Programming Enigma Puzzles

## Enigma 1636: Risky business

From New Scientist #2802, 5th March 2011 [link]

Just before Christmas in Joe’s town, population 20,775, there was a bug going around, which, it was known later, had affected just 75 people. At the time the only test that could detect the bug was just 92 per cent accurate and was never used. Joe wondered, if all the population had been tested, what percentage of those who came up positive would actually have had the bug.

What would the percentage have been?

[enigma1636]

### One response to “Enigma 1636: Risky business”

1. jimrandell 12 December 2011 at 5:04 pm

A trivial amount of programming involved in this puzzle. (Runtime: 29ms).
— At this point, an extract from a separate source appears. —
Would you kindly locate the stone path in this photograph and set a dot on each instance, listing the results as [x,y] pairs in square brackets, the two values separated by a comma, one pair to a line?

```# if the test is 92% accurate it means that for every 100 people tested
# with the bug 92 of them will test +ve, 8% of them will test -ve.

# also for every 100 people tested without the bug 8 will test +ve and
# 92 will test -ve

# so for a population of 20775 where 75 have the bug

# of the 75 tested with the bug:
# 0.92 * 75 = 69 people will (correctly) test +ve
# 0.08 * 75 =  6 people will (incorrectly) test -ve

# of the 20700 people without the bug:
# 0.08 * 20700 =  1656 people will (incorrectly) test +ve
# 0.92 * 20700 = 19044 people will (correctly) test -ve

# so of those that came up +ve
# 69 / (69 + 1656) = 4% will correctly test +ve

correct = int(0.92 * 75)
incorrect = int(0.08 * 20700)
total = correct + incorrect
print "correctly test +ve = {}% ({} of {} (= {} + {}))".format(100 * correct / total, correct, total, correct, incorrect)
```

Solution: 4% would correctly test positive.